Alex, your reminder about the vision and courage of the inimitable Nye Bevan gave such contrast to your account of the authoritarian antics of Murdoch and those of that appalling, too easily ignored dictator in Uganda. Bevan in his time was attacked unmercifully but the Murdoch-like media of the day, but stayed resolute for principle and people. ‘ Come the Revolution’, we’ll learn from Nye and look back on his life with admiration and gratitude.
No rules were broken, claims Senator McKENZIE and her colleagues. So, we must presume this emboldened her with the entitlement to be amoral, unethical and unfair.
Our ship of civilisation has sprung leaks all around, and it just keeps getting worse.
Maybe it was never a ship to begin with. Just a cheap tinnie commandeered by second rate sailors.
PS Cannot bear the thought of not having ABC Classic. It has always been a sublime salvation from the sewer of Australian politics and the worst of media power games.

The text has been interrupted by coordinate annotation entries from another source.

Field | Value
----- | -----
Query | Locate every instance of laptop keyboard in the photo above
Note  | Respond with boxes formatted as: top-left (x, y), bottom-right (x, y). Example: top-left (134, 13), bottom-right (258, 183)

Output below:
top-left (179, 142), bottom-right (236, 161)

Alex, I had absolutely no idea that the ABC Classic FM Channel was on the proverbial ‘chopping block’. Regards, PETER CONSANDINE
Hi Alex, Though I very rarely listen to Classic FM, I am in deep sympathy with the need for a curated “classical music” ABC Radio station. One of the most insulting things that has occured over the last few decades of ABC management has been the pursuit of the “young listener” by dumbing down content under the assumption that young people are not smart or cultured enough to find well researched discussion or curated and “difficult” non-pop music a turn off. I do have a university degree earned during my thirties, but have always listened across the ABC radio network. To 2JJ (now JJJ) until I was in my early thirties, and to what were then 2FC and 2BL. I managed to turn the dial between all three trough my teens and twenties, searching for interesting content. JJJ has long since played a very narrow range of music that is of decreasing interest, appallingly Radio National abolished its brilliant modern music programs including folk, jazz, world and newer work by older “rock” artists that simply has no other outlet on radio other than the volunteers who do the best they can on community radio. This is a huge cultural loss to Australia. As for Double Jay, the less said the better as it focuses on a very narrow range of music for the permanent teenager. Local radio is even worse, dumbed down with trivia and grabs so short no serious issue can be addressed, and yet for all this it remains far superior to commercial radio. As for Bevan, I’m sure that when presented with the empty page that area Labor’s policies he may assume they are Tories, which they are in a way, convinced they are born to rule and that they know better than the rest of us.